Surrounding Bond as always are a bevy of beautiful women and a cabal of agents, both on his side and against. Gemma Arterton was mentioned a while back, by myself and others, as a “Bond Girl”, yet in this episode she is actually not the top of that food chain. Olga Kurylenko is the alpha female here and is a much more complex character. In the beginning her and Bond are on completely different tracks, but over the course of ninety minutes of insanity their paths intertwine, both strategically and emotionally. While not being a complete knock out performance, she is steadily improving over her turns in the unfortunate back-to-back duo of Hitman and Max Payne. Gemma, definitely worth mentioning, does finally bring a little taste of the classic Bond, just enough for an homage to the old days of Connery and Moore. Her sultry style hearkens back to the female characters of the early films and makes us remember why we love to visit the world of Bond so much. Also, without revealing a blatant spoiler, her role brings up the most direct recall from one of the most well known Bond moments. Feel free to let me know if you see it (it’s hard to miss). Now Bond would be nothing without a dastardly villain to track down and capture and this time it’s provided to us by Mathieu Amalric. A very popular and well rewarded star in the French cinema, this marked the American debut of Mathieu, who played the corrupt CEO with the world’s creepiest stare, Dominic Greene. While I do understand not every Bond villain has to be one who can last a round with him in a fist fight, in fact many of them don’t fit that category, but something about the final confrontation between these two didn’t sit right. So much had to be stacked against Bond to make this even halfway feasible and even then I found myself wondering why it was lasting so long. In cases like this, I find it’s better to give the villain a skilled right hand man, who endures the final fight, and let the boss deliver a final speech before giving up or blowing up.

Orbiting around Bond are some other side characters, but the only ones worth mentioning are Judi Dench who returns to continue her role as M, Jeffery Wright as the CIA agent with a working conscience and Giancarlo Giannini as Mathis, the convict turned trusted friend of Bond. All of these actors did a fine job in their limited screen time, but even they couldn’t hold up the lack of plot or story connectivity.

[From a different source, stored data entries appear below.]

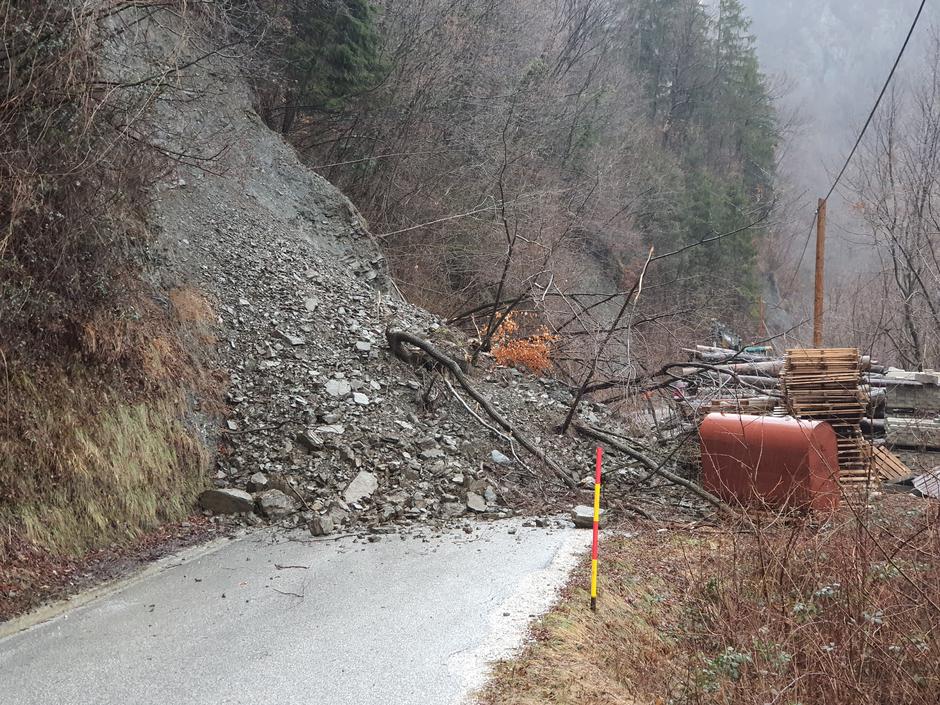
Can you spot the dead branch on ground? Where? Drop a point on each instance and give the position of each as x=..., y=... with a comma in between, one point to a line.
x=397, y=339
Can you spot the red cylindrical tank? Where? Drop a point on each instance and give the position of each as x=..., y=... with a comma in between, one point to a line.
x=777, y=461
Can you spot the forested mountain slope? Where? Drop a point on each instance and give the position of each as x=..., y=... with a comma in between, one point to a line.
x=572, y=135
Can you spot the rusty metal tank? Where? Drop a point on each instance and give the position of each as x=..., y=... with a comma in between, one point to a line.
x=771, y=461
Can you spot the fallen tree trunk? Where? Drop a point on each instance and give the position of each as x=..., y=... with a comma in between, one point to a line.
x=655, y=467
x=397, y=339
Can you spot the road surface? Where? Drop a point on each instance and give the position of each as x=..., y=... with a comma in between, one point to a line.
x=266, y=619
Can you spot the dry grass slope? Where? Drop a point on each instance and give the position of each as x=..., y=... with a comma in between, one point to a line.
x=787, y=611
x=94, y=468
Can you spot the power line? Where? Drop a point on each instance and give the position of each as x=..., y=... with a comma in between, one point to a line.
x=861, y=135
x=884, y=89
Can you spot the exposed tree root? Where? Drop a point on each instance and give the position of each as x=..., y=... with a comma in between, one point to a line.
x=398, y=339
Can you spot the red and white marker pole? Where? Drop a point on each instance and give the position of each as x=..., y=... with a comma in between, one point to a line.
x=597, y=514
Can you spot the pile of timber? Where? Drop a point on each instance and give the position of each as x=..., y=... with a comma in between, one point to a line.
x=825, y=384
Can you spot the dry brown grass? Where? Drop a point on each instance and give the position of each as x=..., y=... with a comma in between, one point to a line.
x=80, y=468
x=788, y=611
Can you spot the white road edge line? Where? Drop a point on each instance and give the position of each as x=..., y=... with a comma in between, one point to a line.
x=533, y=596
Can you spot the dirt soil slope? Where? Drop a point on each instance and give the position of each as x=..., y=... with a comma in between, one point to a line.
x=323, y=420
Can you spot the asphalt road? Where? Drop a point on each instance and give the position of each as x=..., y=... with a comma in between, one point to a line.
x=263, y=619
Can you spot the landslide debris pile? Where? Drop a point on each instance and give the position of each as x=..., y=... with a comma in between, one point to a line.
x=324, y=426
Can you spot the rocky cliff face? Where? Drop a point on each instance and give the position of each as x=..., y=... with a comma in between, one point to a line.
x=321, y=423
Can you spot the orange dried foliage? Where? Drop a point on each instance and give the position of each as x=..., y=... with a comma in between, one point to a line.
x=532, y=352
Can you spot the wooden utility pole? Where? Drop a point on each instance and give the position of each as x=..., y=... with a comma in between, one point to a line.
x=820, y=272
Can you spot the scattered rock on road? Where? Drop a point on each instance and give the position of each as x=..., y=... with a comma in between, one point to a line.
x=227, y=501
x=583, y=517
x=274, y=504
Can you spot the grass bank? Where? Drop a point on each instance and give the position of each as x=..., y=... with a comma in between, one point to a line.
x=787, y=611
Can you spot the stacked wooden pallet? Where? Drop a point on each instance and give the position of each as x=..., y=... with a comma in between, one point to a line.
x=824, y=384
x=888, y=466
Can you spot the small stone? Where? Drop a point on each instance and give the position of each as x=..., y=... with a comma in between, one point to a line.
x=450, y=510
x=321, y=525
x=499, y=458
x=310, y=440
x=475, y=502
x=294, y=340
x=338, y=388
x=226, y=501
x=274, y=504
x=362, y=486
x=583, y=517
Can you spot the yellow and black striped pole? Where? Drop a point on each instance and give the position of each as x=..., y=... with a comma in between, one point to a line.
x=597, y=514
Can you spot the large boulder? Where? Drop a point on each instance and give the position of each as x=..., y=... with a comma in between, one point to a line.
x=362, y=486
x=227, y=501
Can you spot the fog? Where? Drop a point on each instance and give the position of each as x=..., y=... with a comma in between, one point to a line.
x=828, y=60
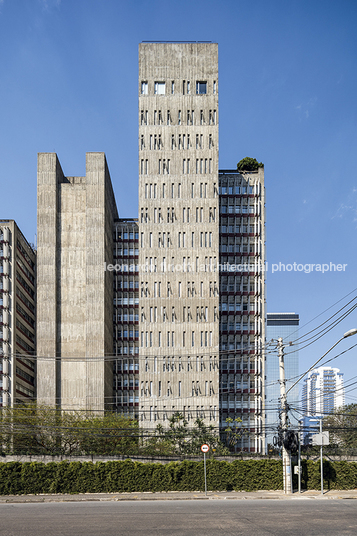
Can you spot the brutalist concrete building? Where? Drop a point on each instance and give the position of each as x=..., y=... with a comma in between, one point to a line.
x=17, y=316
x=186, y=285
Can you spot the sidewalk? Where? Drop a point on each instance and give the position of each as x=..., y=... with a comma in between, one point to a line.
x=179, y=496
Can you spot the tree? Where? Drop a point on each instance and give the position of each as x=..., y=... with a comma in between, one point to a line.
x=342, y=425
x=249, y=164
x=182, y=439
x=42, y=430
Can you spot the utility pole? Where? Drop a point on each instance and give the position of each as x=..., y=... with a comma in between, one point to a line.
x=284, y=420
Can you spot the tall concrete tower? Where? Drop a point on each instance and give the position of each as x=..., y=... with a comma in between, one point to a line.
x=178, y=231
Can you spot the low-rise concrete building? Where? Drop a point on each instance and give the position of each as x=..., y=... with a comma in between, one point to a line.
x=17, y=316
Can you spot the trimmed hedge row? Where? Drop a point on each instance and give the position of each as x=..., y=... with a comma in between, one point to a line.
x=127, y=476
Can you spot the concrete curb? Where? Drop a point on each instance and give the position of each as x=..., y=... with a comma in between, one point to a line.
x=178, y=495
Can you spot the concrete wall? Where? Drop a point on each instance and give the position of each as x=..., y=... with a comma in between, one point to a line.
x=169, y=190
x=75, y=294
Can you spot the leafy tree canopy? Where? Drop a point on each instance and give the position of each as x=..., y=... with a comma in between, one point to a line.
x=249, y=164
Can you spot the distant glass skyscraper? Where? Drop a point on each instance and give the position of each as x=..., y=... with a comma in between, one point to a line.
x=323, y=391
x=286, y=326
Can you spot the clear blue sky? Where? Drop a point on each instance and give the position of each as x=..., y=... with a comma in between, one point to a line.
x=288, y=92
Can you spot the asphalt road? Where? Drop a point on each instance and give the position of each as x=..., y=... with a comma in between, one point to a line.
x=305, y=517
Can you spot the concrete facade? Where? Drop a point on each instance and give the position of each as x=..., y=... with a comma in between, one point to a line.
x=75, y=292
x=179, y=232
x=17, y=316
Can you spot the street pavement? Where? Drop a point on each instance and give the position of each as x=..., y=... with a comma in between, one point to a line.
x=140, y=515
x=179, y=495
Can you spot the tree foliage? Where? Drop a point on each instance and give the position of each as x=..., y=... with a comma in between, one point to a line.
x=41, y=430
x=342, y=425
x=249, y=164
x=181, y=438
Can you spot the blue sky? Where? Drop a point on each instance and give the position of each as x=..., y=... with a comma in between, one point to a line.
x=288, y=86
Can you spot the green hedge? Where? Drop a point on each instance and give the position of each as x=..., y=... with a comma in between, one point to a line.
x=127, y=476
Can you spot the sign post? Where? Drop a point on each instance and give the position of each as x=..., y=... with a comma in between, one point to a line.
x=205, y=448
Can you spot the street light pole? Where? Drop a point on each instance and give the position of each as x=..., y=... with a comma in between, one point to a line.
x=284, y=420
x=321, y=460
x=284, y=409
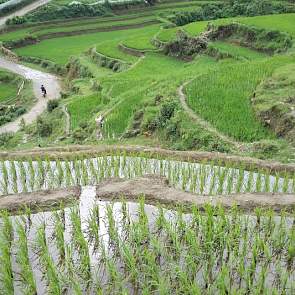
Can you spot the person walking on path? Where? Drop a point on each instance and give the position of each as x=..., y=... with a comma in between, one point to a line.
x=44, y=92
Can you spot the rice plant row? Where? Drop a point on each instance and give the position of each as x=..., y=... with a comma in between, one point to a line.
x=199, y=178
x=127, y=248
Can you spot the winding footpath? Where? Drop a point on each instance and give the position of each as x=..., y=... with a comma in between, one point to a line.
x=38, y=78
x=22, y=11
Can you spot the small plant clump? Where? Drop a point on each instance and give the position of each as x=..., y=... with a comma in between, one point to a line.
x=124, y=248
x=205, y=178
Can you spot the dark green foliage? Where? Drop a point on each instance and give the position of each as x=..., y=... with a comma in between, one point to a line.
x=10, y=113
x=185, y=46
x=44, y=128
x=256, y=38
x=230, y=9
x=27, y=40
x=14, y=6
x=4, y=138
x=81, y=133
x=51, y=105
x=51, y=12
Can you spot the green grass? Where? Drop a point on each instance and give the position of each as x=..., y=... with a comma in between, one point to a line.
x=142, y=42
x=71, y=26
x=110, y=49
x=281, y=22
x=8, y=86
x=237, y=51
x=223, y=97
x=59, y=50
x=145, y=82
x=82, y=109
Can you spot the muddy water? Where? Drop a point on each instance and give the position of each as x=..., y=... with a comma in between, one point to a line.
x=85, y=207
x=192, y=177
x=22, y=11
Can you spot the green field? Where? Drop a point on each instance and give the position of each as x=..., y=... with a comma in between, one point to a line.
x=187, y=184
x=8, y=86
x=219, y=92
x=60, y=49
x=82, y=109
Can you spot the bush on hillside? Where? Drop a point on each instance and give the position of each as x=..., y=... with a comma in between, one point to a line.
x=232, y=8
x=10, y=6
x=44, y=128
x=51, y=105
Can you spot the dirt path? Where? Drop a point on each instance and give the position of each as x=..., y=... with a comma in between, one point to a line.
x=156, y=189
x=23, y=11
x=204, y=124
x=50, y=82
x=41, y=199
x=68, y=119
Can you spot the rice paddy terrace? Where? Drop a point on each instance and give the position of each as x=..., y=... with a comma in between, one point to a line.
x=162, y=159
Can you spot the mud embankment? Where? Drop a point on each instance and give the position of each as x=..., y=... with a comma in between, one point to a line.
x=40, y=200
x=70, y=152
x=131, y=51
x=157, y=190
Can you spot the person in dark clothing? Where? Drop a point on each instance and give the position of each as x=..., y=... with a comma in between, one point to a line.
x=44, y=92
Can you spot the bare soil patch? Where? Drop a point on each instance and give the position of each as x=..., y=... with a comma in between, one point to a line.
x=72, y=151
x=157, y=189
x=46, y=199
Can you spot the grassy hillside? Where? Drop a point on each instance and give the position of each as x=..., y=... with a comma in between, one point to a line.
x=136, y=99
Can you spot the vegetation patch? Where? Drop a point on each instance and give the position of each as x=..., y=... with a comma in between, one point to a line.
x=184, y=46
x=223, y=98
x=105, y=61
x=274, y=102
x=15, y=96
x=258, y=39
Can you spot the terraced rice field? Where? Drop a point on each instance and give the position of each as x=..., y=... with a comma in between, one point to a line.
x=8, y=87
x=99, y=246
x=130, y=247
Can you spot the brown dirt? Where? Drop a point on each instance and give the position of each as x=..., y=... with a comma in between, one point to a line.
x=131, y=51
x=97, y=30
x=71, y=151
x=41, y=199
x=156, y=189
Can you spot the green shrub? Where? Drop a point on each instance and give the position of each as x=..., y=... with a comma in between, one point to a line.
x=44, y=128
x=51, y=105
x=5, y=137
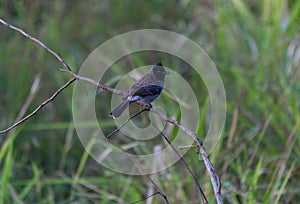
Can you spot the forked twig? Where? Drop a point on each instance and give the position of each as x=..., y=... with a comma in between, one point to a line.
x=213, y=176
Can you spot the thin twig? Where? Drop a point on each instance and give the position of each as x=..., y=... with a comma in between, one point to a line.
x=213, y=176
x=39, y=107
x=126, y=121
x=36, y=41
x=215, y=180
x=166, y=199
x=186, y=166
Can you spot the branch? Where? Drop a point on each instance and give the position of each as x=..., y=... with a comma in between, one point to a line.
x=39, y=107
x=36, y=41
x=213, y=176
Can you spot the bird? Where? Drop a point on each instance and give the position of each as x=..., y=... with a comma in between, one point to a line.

Recommendation: Quantum of Solace is good for some action, but a lackluster follow-up to Casino Royale, the relaunch of the Bond franchise. The execs are going to have to wipe the drawing board clean once again and see if they can’t relight the spark they just had, because one more like this and the fickle crowd will start murmuring to fix the problem with yet another new actor as Bond, which is not the answer. Plus, in my humble opinion, Daniel Craig was born to play this part. So, catch the afternoon matinee if you are drawn to the tradition, but if not, try re-watching Casino Royale. Homemade popcorn is better anyway.